On the one hand, its manufacturing costs are higher than those in the US, and it is hard to pull back home like us (see above);
4. The withdrawal of U.S.-owned enterprises has two characteristics: first, its products for the U.S. domestic market, local production closer to consumers, reduce transport costs; If the product is not targeted at the United States, but against the global market, generally do not opt to withdraw. Second, the product has a certain technical content and capital requirements, labor cost is not the most important factor; if the product is not technical content, still rely on labor costs competition, generally do not choose to evacuate.
5. Two major investment opportunities are emerging: one is China's consumer market--along with wage growth, purchasing power gradually strengthened, to enter the Chinese market, the development of corresponding products is a common opportunity between Chinese and foreign enterprises; The second is that China's machinery purchases--rising labor costs--will force companies to rely more on automated machinery, And China's machinery manufacturing still to be developed, this market space is huge.
Four, good or bad?
1. Help boost domestic demand
The ideal pursuit of any economic growth should be to raise the welfare of the citizens. To support economic growth with residents ' consumption, rather than cheap labor for foreign exchange reserves, will be the most popular, the most long-term and reliable.
Now, as the debt crisis drags on Europe, in the short term, it is moribund, and in the long run it will stumble; the fiscal cliff affects the US, while QE3 is drifting away, and in the short term the US can only slowly recover, and in the long term its growth potential remains to be seen. Therefore, to rely on external demand and export to ensure growth, not long-term, and already no longer feasible.

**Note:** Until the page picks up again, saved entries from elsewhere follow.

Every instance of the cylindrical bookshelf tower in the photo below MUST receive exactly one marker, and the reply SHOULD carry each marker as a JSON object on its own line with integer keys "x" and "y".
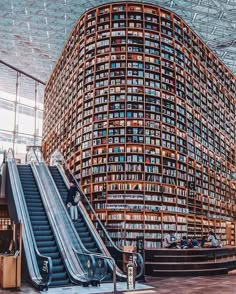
{"x": 144, "y": 114}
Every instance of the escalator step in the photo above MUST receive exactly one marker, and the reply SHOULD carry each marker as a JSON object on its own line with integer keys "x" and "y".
{"x": 58, "y": 269}
{"x": 36, "y": 218}
{"x": 41, "y": 232}
{"x": 42, "y": 238}
{"x": 84, "y": 235}
{"x": 42, "y": 244}
{"x": 86, "y": 240}
{"x": 42, "y": 227}
{"x": 56, "y": 261}
{"x": 47, "y": 250}
{"x": 37, "y": 213}
{"x": 57, "y": 283}
{"x": 53, "y": 255}
{"x": 90, "y": 245}
{"x": 41, "y": 223}
{"x": 59, "y": 276}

It is imperative to boost domestic demand and promote consumer spending, economic growth and national well-being. and wage growth will no doubt push this reform forward.
2. Promoting structural transformation
Made in China or created in China?
A world factory or a world think-tank?
How does the Chinese labor force want to work? What kind of industry does China have to stand in the world?
The key to upgrade the economic restructuring industry lies in education, quality and wages.
If you sum up the good and bad of the wage rise in a word, I am afraid it is not as long as short pain: in the short term it causes foreign capital to withdraw; in the long run it pushes China to change.